My horses are 8 and 10 years old. They do NOT kick or rear, very well mannered horses! They have always used an over check straps on their harnesses. My father farmed with horses all his life and always had an overcheck on them. They were not harnessed until that was on. 
I am sorry, everyone has their own opinon, but please don't put me and my team down for a STRAP!!! I asked for a favor! Forget it+++ Thank you very much.


----------



## churumbeque (Dec 20, 2009)

I just pointing out why it wasn't part of the harness so you understood. you made it sound like kicking was an issue and we responded . you might learn something new if you just driven on the farm and might find some helpful tips here
_Posted via Mobile Device_


----------



## greentree (Feb 27, 2013)

I do not think she ever made it sound like kicking was an issue.....but anyway.

Chiasuki, this family is old order Mennonite, so no phone, electricity, they don't even allow rubber on their buggy wheels. They do ALL the farm work, milling, running machines in a shop, with horses. I admire them for sticking to their convictions, so I go out of my way to patronize their businesses. 

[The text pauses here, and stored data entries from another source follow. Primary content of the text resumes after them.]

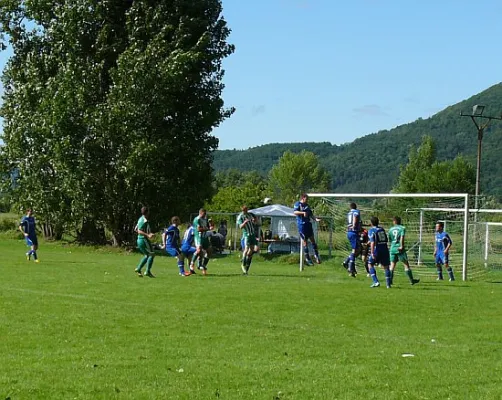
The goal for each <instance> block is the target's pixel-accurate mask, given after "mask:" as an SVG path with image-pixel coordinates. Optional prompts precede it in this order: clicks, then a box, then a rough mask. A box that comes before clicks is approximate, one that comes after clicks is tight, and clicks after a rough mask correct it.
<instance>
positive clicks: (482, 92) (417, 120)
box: [213, 83, 502, 195]
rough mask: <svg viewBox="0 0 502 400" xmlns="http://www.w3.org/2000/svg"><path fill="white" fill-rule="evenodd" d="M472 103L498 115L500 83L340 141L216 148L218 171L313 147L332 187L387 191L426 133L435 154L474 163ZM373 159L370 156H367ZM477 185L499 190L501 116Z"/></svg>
mask: <svg viewBox="0 0 502 400" xmlns="http://www.w3.org/2000/svg"><path fill="white" fill-rule="evenodd" d="M475 104H483V105H486V108H485V112H484V115H491V116H500V115H501V112H502V83H499V84H497V85H495V86H492V87H490V88H489V89H487V90H485V91H483V92H481V93H479V94H477V95H475V96H472V97H471V98H469V99H467V100H465V101H462V102H460V103H458V104H455V105H453V106H450V107H448V108H446V109H444V110H443V111H441V112H439V113H437V114H435V115H434V116H432V117H430V118H427V119H418V120H417V121H415V122H412V123H409V124H405V125H401V126H398V127H396V128H394V129H391V130H385V131H380V132H378V133H373V134H370V135H367V136H364V137H362V138H359V139H356V140H354V141H353V142H351V143H348V144H344V145H341V146H336V145H332V144H331V143H328V142H323V143H280V144H279V143H273V144H267V145H263V146H258V147H253V148H250V149H248V150H219V151H216V153H215V155H214V163H213V167H214V168H215V170H216V171H223V170H226V169H231V168H234V169H238V170H240V171H252V170H254V171H258V172H260V173H263V174H266V173H268V171H269V170H270V168H271V167H272V165H274V164H275V163H276V162H277V161H278V160H279V158H280V157H281V156H282V154H283V153H284V152H285V151H286V150H290V151H293V152H300V151H302V150H308V151H312V152H314V153H315V154H317V155H318V156H319V159H320V161H321V163H322V164H323V165H324V167H325V168H326V169H327V170H328V171H329V172H330V173H331V175H332V177H333V178H332V188H333V190H334V191H336V192H349V193H350V192H352V193H354V192H380V193H382V192H388V191H389V190H390V189H391V187H392V186H393V184H394V183H395V180H396V178H397V176H398V174H399V166H400V165H402V164H406V162H407V157H408V151H409V148H410V146H411V145H417V146H418V145H419V144H420V142H421V139H422V137H423V136H424V135H430V136H432V137H433V138H434V140H435V141H436V145H437V153H438V159H439V160H451V159H453V158H455V157H456V156H457V155H458V154H462V155H464V156H465V157H466V158H467V159H468V160H469V161H471V162H472V164H473V165H475V163H476V149H477V130H476V127H475V126H474V124H473V123H472V121H471V119H470V118H466V117H462V118H461V117H460V112H461V111H464V113H470V112H471V110H472V106H473V105H475ZM370 160H371V162H370ZM481 188H482V192H484V193H486V194H498V195H501V194H502V121H494V122H493V124H492V126H491V127H490V128H488V129H487V130H486V131H485V136H484V139H483V154H482V164H481Z"/></svg>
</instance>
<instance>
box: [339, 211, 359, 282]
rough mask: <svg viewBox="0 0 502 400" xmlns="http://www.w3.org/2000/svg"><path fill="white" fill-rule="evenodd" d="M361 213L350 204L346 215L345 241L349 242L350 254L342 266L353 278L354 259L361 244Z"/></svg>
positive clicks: (358, 252)
mask: <svg viewBox="0 0 502 400" xmlns="http://www.w3.org/2000/svg"><path fill="white" fill-rule="evenodd" d="M362 225H363V224H362V221H361V212H360V211H359V210H358V209H357V204H356V203H350V211H349V212H348V213H347V239H348V240H349V243H350V247H351V249H352V250H351V252H350V254H349V256H348V257H347V259H346V260H345V261H344V262H343V266H344V267H345V268H347V271H348V272H349V275H350V276H352V277H355V276H356V274H357V271H356V258H357V256H358V255H359V253H360V252H361V243H360V241H359V234H360V232H361V228H362Z"/></svg>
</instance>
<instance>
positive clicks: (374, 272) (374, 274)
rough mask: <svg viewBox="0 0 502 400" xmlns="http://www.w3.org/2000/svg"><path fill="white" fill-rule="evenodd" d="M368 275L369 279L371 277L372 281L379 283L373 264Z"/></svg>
mask: <svg viewBox="0 0 502 400" xmlns="http://www.w3.org/2000/svg"><path fill="white" fill-rule="evenodd" d="M370 275H371V279H373V283H379V282H378V277H377V275H376V270H375V267H373V266H371V267H370Z"/></svg>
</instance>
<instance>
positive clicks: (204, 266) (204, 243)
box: [200, 238, 212, 275]
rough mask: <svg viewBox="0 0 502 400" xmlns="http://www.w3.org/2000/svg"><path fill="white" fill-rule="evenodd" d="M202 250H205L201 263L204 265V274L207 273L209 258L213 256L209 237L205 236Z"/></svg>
mask: <svg viewBox="0 0 502 400" xmlns="http://www.w3.org/2000/svg"><path fill="white" fill-rule="evenodd" d="M202 250H203V258H202V261H201V263H200V266H201V267H202V274H203V275H207V264H208V263H209V258H210V257H211V250H212V249H211V245H210V243H209V239H208V238H203V240H202Z"/></svg>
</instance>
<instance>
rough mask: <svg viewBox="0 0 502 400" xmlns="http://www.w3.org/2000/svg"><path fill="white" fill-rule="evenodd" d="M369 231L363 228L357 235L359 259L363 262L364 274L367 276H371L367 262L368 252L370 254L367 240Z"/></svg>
mask: <svg viewBox="0 0 502 400" xmlns="http://www.w3.org/2000/svg"><path fill="white" fill-rule="evenodd" d="M368 235H369V233H368V231H367V230H366V229H364V228H363V230H362V231H361V234H360V235H359V242H360V243H361V261H362V262H363V264H364V269H365V270H366V274H367V276H368V277H370V276H371V274H370V270H369V268H368V263H369V254H370V242H369V237H368Z"/></svg>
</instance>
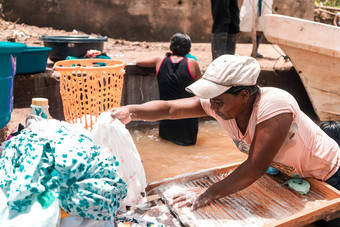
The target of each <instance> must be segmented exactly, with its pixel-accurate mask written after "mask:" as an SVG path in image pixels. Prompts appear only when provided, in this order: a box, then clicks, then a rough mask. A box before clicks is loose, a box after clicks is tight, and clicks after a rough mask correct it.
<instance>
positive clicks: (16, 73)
mask: <svg viewBox="0 0 340 227" xmlns="http://www.w3.org/2000/svg"><path fill="white" fill-rule="evenodd" d="M51 50H52V48H51V47H30V46H28V47H27V49H26V50H25V51H24V52H22V53H21V54H20V55H18V57H17V73H16V74H28V73H38V72H43V71H45V70H46V65H47V59H48V54H49V52H50V51H51Z"/></svg>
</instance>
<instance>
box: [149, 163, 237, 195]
mask: <svg viewBox="0 0 340 227" xmlns="http://www.w3.org/2000/svg"><path fill="white" fill-rule="evenodd" d="M242 163H243V161H241V162H236V163H233V164H229V165H225V166H220V167H215V168H210V169H204V170H202V171H199V172H196V173H188V174H181V175H178V176H176V177H173V178H166V179H163V180H161V181H154V182H151V183H150V184H148V186H147V187H146V193H147V194H148V195H150V194H153V193H155V191H154V189H156V188H157V187H159V186H160V185H165V184H169V183H174V182H177V183H179V182H186V181H190V180H193V179H197V178H201V177H203V176H207V175H216V174H219V173H227V172H229V171H232V170H234V169H236V168H237V167H238V166H239V165H241V164H242Z"/></svg>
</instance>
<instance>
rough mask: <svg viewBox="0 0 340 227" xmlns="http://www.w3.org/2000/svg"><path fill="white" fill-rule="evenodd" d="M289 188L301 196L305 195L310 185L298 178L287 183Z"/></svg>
mask: <svg viewBox="0 0 340 227" xmlns="http://www.w3.org/2000/svg"><path fill="white" fill-rule="evenodd" d="M288 186H289V188H291V189H293V190H295V191H297V192H299V193H300V194H302V195H306V194H307V193H308V192H309V189H310V184H309V183H308V181H306V180H304V179H300V178H293V179H290V180H289V181H288Z"/></svg>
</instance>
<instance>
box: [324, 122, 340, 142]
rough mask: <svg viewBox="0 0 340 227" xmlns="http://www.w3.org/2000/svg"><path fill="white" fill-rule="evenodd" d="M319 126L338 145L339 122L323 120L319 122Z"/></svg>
mask: <svg viewBox="0 0 340 227" xmlns="http://www.w3.org/2000/svg"><path fill="white" fill-rule="evenodd" d="M320 128H321V129H322V130H323V131H324V132H325V133H326V134H327V135H328V136H329V137H331V138H332V139H334V140H335V142H337V143H338V145H339V146H340V122H339V121H324V122H322V123H321V124H320Z"/></svg>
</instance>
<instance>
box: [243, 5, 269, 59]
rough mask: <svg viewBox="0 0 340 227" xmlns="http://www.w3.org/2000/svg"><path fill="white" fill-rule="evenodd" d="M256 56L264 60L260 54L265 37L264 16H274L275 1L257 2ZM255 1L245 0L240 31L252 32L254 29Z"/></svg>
mask: <svg viewBox="0 0 340 227" xmlns="http://www.w3.org/2000/svg"><path fill="white" fill-rule="evenodd" d="M256 3H257V4H256V9H255V13H256V24H257V25H256V56H253V53H251V56H252V57H254V58H263V55H262V54H260V53H259V52H258V48H259V45H260V42H261V39H262V37H263V27H264V16H265V15H267V14H272V5H273V0H256ZM253 8H254V6H253V0H243V4H242V6H241V9H240V31H241V32H251V31H252V29H253V15H254V10H253Z"/></svg>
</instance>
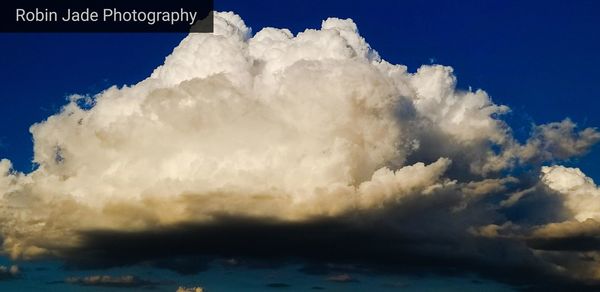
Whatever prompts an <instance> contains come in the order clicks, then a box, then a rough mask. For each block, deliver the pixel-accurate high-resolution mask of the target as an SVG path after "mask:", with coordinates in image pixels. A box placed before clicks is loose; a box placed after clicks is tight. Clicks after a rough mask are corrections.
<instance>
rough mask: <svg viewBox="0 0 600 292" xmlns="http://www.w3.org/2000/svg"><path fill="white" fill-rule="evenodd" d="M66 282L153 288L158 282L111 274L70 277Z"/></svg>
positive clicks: (127, 275)
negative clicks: (93, 275)
mask: <svg viewBox="0 0 600 292" xmlns="http://www.w3.org/2000/svg"><path fill="white" fill-rule="evenodd" d="M64 282H65V283H68V284H73V285H81V286H98V287H115V288H153V287H155V286H156V285H157V284H158V283H157V282H152V281H148V280H144V279H140V278H138V277H135V276H132V275H125V276H109V275H94V276H87V277H69V278H67V279H65V281H64Z"/></svg>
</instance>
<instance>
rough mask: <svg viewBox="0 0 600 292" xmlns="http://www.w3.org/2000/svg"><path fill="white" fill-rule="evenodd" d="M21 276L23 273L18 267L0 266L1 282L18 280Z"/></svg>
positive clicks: (14, 265) (16, 266) (0, 278)
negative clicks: (21, 271)
mask: <svg viewBox="0 0 600 292" xmlns="http://www.w3.org/2000/svg"><path fill="white" fill-rule="evenodd" d="M20 274H21V271H20V269H19V267H18V266H16V265H12V266H10V267H8V266H0V280H10V279H14V278H18V277H19V276H20Z"/></svg>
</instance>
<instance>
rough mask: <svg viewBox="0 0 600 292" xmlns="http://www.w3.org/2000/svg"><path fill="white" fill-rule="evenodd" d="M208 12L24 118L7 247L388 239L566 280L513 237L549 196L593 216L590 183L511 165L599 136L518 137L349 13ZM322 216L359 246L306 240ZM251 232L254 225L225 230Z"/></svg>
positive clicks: (476, 259)
mask: <svg viewBox="0 0 600 292" xmlns="http://www.w3.org/2000/svg"><path fill="white" fill-rule="evenodd" d="M214 23H215V33H214V34H190V35H189V36H187V37H186V38H185V39H184V40H183V41H182V42H181V43H180V44H179V46H178V47H177V48H175V49H174V50H173V53H172V54H171V55H169V56H168V57H167V58H166V60H165V62H164V64H163V65H161V66H159V67H158V68H156V69H155V70H154V72H153V73H152V74H151V76H150V77H148V78H147V79H145V80H143V81H141V82H139V83H138V84H135V85H133V86H125V87H122V88H117V87H111V88H108V89H106V90H105V91H103V92H101V93H99V94H97V95H95V96H93V97H89V96H85V97H84V96H73V97H71V98H70V100H69V102H68V103H67V104H66V105H65V106H64V107H63V108H62V110H61V111H60V112H59V113H57V114H55V115H52V116H50V117H48V118H47V119H46V120H44V121H41V122H39V123H37V124H35V125H33V126H32V127H31V129H30V131H31V133H32V135H33V140H34V162H35V163H36V164H37V165H38V167H37V169H36V170H34V171H32V172H30V173H19V172H15V171H13V170H12V168H11V163H10V161H8V160H1V161H0V195H1V199H0V219H1V222H2V223H1V224H0V234H1V235H2V238H3V249H4V251H5V252H7V253H9V254H10V255H11V256H12V257H14V258H35V257H40V256H48V255H55V256H59V257H63V258H69V259H70V260H74V261H85V260H94V259H100V260H105V261H108V262H111V261H121V263H127V264H131V263H135V262H139V261H144V260H147V259H148V258H153V259H158V258H160V257H165V256H167V255H166V254H165V253H164V252H165V249H168V250H177V251H178V253H180V254H178V255H181V254H183V255H190V254H201V253H202V252H207V253H210V252H214V253H215V254H219V255H221V256H226V257H231V256H242V257H243V256H258V257H265V256H268V255H269V253H276V254H277V255H279V256H299V257H305V258H310V257H314V258H313V260H317V261H319V260H323V259H327V260H332V259H333V260H340V259H344V258H347V259H355V260H357V261H368V262H370V263H374V262H375V261H376V260H379V261H384V262H385V261H386V257H385V256H383V253H384V252H388V253H394V254H396V255H414V256H415V257H416V256H417V255H418V256H421V257H425V258H426V259H427V260H426V261H425V262H427V263H429V264H432V265H440V266H442V267H447V266H448V265H449V264H456V263H460V262H462V263H469V264H464V265H461V266H463V267H464V268H465V269H471V270H473V269H474V267H475V268H481V269H479V270H488V271H489V272H488V273H487V274H488V275H494V276H497V275H498V273H494V272H492V271H491V269H490V268H489V265H498V266H501V267H504V268H507V267H510V268H514V267H522V266H525V267H524V268H534V269H536V271H537V273H539V275H546V274H552V275H561V276H564V277H565V278H569V279H570V278H572V277H570V276H569V275H568V274H565V273H562V274H561V273H560V272H557V269H556V268H555V267H556V265H557V264H556V263H554V262H548V261H547V258H546V257H540V256H537V255H536V254H535V253H534V252H533V251H532V250H530V249H529V247H528V246H527V245H526V243H524V242H525V241H524V240H523V239H524V238H526V237H527V236H529V235H530V234H529V232H533V231H532V230H537V229H536V228H538V229H539V228H544V226H551V225H547V224H552V223H560V220H559V219H560V218H562V217H561V216H563V214H562V212H563V211H564V212H572V214H573V218H574V219H575V220H580V221H581V220H584V219H587V218H595V217H596V216H597V210H596V205H597V204H596V203H595V196H596V195H597V194H598V189H597V188H596V187H595V185H593V183H592V182H591V180H589V179H586V178H585V175H583V174H582V173H581V172H577V171H575V170H569V169H567V168H562V167H560V166H555V167H550V168H548V167H544V168H542V169H541V171H542V174H543V175H542V177H541V178H538V177H537V173H536V174H534V175H530V174H528V173H526V174H520V173H519V172H516V173H515V174H513V173H512V171H513V170H514V169H515V168H518V167H520V166H526V167H533V169H534V170H533V171H534V172H536V171H538V166H541V165H542V164H544V163H548V162H553V163H554V162H557V161H561V160H567V159H569V158H571V157H575V156H581V155H583V154H585V153H587V152H588V151H589V149H590V148H591V147H592V146H593V145H594V143H596V142H597V141H598V140H600V133H599V132H598V131H597V130H596V129H594V128H587V129H583V130H577V129H576V125H575V123H573V122H572V121H571V120H568V119H567V120H564V121H562V122H558V123H550V124H546V125H535V126H533V129H532V134H531V137H530V138H529V139H528V140H527V141H526V142H525V143H520V142H519V141H517V140H516V139H515V138H514V137H513V136H512V133H511V129H510V127H509V126H508V125H507V124H506V123H505V122H504V121H502V119H501V117H502V115H503V114H505V113H507V112H508V111H510V109H509V108H508V107H506V106H504V105H498V104H496V103H494V102H493V101H492V99H491V98H490V96H489V95H488V94H487V93H486V92H485V91H483V90H480V89H479V90H476V91H472V90H471V89H469V90H461V89H459V88H457V87H456V84H457V79H456V76H455V75H454V73H453V69H452V68H451V67H447V66H441V65H423V66H421V67H420V68H419V69H417V71H416V72H409V71H408V69H407V67H406V66H404V65H396V64H391V63H389V62H387V61H385V60H384V59H382V57H381V56H379V54H378V53H377V52H376V51H375V50H373V48H371V47H370V45H369V44H368V43H367V42H366V40H365V39H364V38H363V37H362V36H361V35H360V34H359V31H358V28H357V26H356V24H355V23H354V22H353V21H352V20H350V19H337V18H330V19H327V20H325V21H323V22H322V24H321V28H320V29H307V30H305V31H303V32H300V33H298V34H296V35H294V34H292V33H291V32H290V31H289V30H287V29H278V28H264V29H262V30H260V31H258V32H257V33H255V34H252V31H251V29H250V28H249V27H247V26H246V25H245V23H244V22H243V20H242V19H241V18H240V17H239V16H238V15H236V14H233V13H231V12H227V13H216V14H215V19H214ZM507 174H508V175H507ZM565 177H568V178H565ZM590 184H591V186H590ZM544 186H546V187H544ZM550 206H553V209H550V208H547V209H544V208H546V207H550ZM519 208H521V209H523V208H530V210H525V211H527V212H525V213H526V214H528V216H530V217H533V216H534V215H536V214H538V215H539V217H536V218H533V219H532V218H522V217H519V216H517V215H515V214H520V213H523V212H518V211H514V210H520V209H519ZM563 209H564V210H563ZM554 211H556V213H557V214H558V213H560V214H559V215H560V216H559V215H556V216H553V215H548V213H552V214H554ZM536 216H537V215H536ZM565 216H566V215H565ZM240 218H241V221H240ZM529 219H531V220H529ZM534 219H535V220H534ZM248 224H249V225H248ZM370 224H372V225H377V226H380V228H379V227H378V228H375V229H373V228H371V227H370V226H372V225H370ZM240 226H242V227H244V228H241V229H240ZM332 226H333V227H336V228H339V230H341V231H338V229H336V228H334V229H331V228H332ZM372 229H373V230H372ZM323 230H325V231H336V232H334V233H333V234H338V235H341V236H340V237H339V238H343V239H347V242H358V243H360V244H362V245H359V246H360V247H361V248H359V249H356V248H351V247H348V248H345V249H340V250H338V251H337V252H335V253H332V254H331V255H329V256H333V258H329V257H328V256H327V255H326V254H322V253H318V254H316V255H315V254H313V255H311V254H310V253H308V252H307V249H308V248H311V249H312V250H316V249H321V248H322V247H323V245H325V246H326V247H327V244H329V243H328V242H332V241H334V242H339V243H342V242H341V241H338V240H339V238H338V239H335V240H334V239H332V238H330V237H328V236H325V235H323V234H324V233H323V232H322V231H323ZM540 230H541V229H540ZM250 231H251V232H254V233H252V234H250V233H248V232H250ZM298 231H304V232H309V233H308V234H310V235H311V236H312V238H311V237H310V236H309V237H308V238H304V237H302V238H298V237H297V234H296V232H298ZM537 232H541V231H539V230H538V231H537ZM517 233H518V236H513V235H514V234H517ZM257 234H258V235H260V236H257ZM273 234H279V235H278V236H274V235H273ZM303 234H304V233H303ZM157 235H159V236H157ZM283 235H285V237H282V236H283ZM115 236H116V237H117V238H121V239H122V240H119V241H114V240H113V239H114V238H115ZM363 236H366V237H368V238H369V239H368V240H367V239H365V238H363ZM257 237H258V238H268V239H269V240H270V241H265V242H262V243H261V246H259V247H257V248H256V249H246V248H240V247H239V246H237V245H235V244H233V243H232V241H231V239H232V238H234V239H236V240H237V241H235V242H238V241H239V242H247V241H248V240H252V238H257ZM108 238H110V240H108ZM292 239H297V240H299V241H303V240H304V241H306V240H308V244H307V245H306V246H304V247H299V246H297V245H296V244H294V243H293V240H292ZM494 240H497V241H499V242H501V243H500V244H499V245H501V246H503V248H505V249H506V250H510V251H513V252H515V253H516V254H518V255H519V256H522V258H524V260H523V262H512V261H511V260H510V259H504V258H502V257H500V256H495V255H492V256H489V255H484V254H482V253H481V250H494V251H497V250H496V248H497V245H494V244H493V243H490V242H489V241H494ZM381 242H390V243H394V246H393V247H392V246H387V245H385V244H381ZM115 244H116V245H115ZM130 244H131V246H129V245H130ZM138 245H139V246H138ZM123 246H128V247H130V248H123ZM140 246H142V247H140ZM457 246H460V247H461V249H459V250H457V249H456V247H457ZM376 248H378V249H380V250H381V252H378V251H374V250H370V249H376ZM123 250H127V251H128V253H127V254H124V253H123V252H122V251H123ZM236 250H245V251H246V252H247V253H248V254H235V253H236V252H233V251H236ZM450 251H452V252H456V255H455V256H453V257H448V256H447V254H448V253H449V252H450ZM348 254H353V256H348ZM87 256H89V257H87ZM436 257H437V258H436ZM391 259H396V260H400V259H399V258H398V257H397V256H394V257H391ZM421 259H422V258H421ZM418 262H419V260H416V259H415V260H414V261H412V262H410V263H418ZM421 262H423V261H421ZM524 262H526V264H524ZM568 264H569V263H566V264H565V265H567V266H568ZM403 268H405V266H403ZM559 270H560V269H559ZM592 278H593V277H592ZM102 279H103V278H102V277H99V278H94V279H88V280H86V278H75V280H74V281H75V282H76V283H78V284H85V283H87V282H90V281H92V280H93V281H101V282H102ZM113 280H114V279H113V278H110V277H109V278H107V281H105V282H111V281H113ZM117 280H119V279H117ZM121 280H122V279H121ZM93 281H92V282H93ZM119 281H120V280H119ZM113 282H114V281H113Z"/></svg>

He should have it in stock. He had the crupper I needed in stock, but wanted to sew the snap in for me, so my pieces will be ready tomorrow, and I will let you know!!

Nancy


----------



## churumbeque (Dec 20, 2009)

greentree said:


> I do not think she ever made it sound like kicking was an issue.....but anyway.
> 
> Chiasuki, this family is old order Mennonite, so no phone, electricity, they don't even allow rubber on their buggy wheels. They do ALL the farm work, milling, running machines in a shop, with horses. I admire them for sticking to their convictions, so I go out of my way to patronize their businesses.
> 
> ...


it was obviously a concern or why would it have been mentioned . so I suggested a kicking strap but whatever
_Posted via Mobile Device_


----------



## Chiasuki (Mar 29, 2013)

greentree said:


> I do not think she ever made it sound like kicking was an issue.....but anyway.
> 
> Chiasuki, this family is old order Mennonite, so no phone, electricity, they don't even allow rubber on their buggy wheels. They do ALL the farm work, milling, running machines in a shop, with horses. I admire them for sticking to their convictions, so I go out of my way to patronize their businesses.
> 
> ...


 Thank you, Nancy. I deeply appreciate your help. 

Yes, I grew up on a farm, Drove teams there. My father was a horse trader. He would buy some raunchy horse or take it in on trade and I and my siblings !#13 of us, would break the horse out and he could sell it and take more in on trade, I learned horses from the ground up! NO BRAG, fact. 
I, my daughter and granddaughter have all shown western, english and driving.
Overall, I won FIRST and my husband won SECOND in our clubs driving classes last year. So believe me I am not a Novice driver. Thank you for letting me have my say. DEE


----------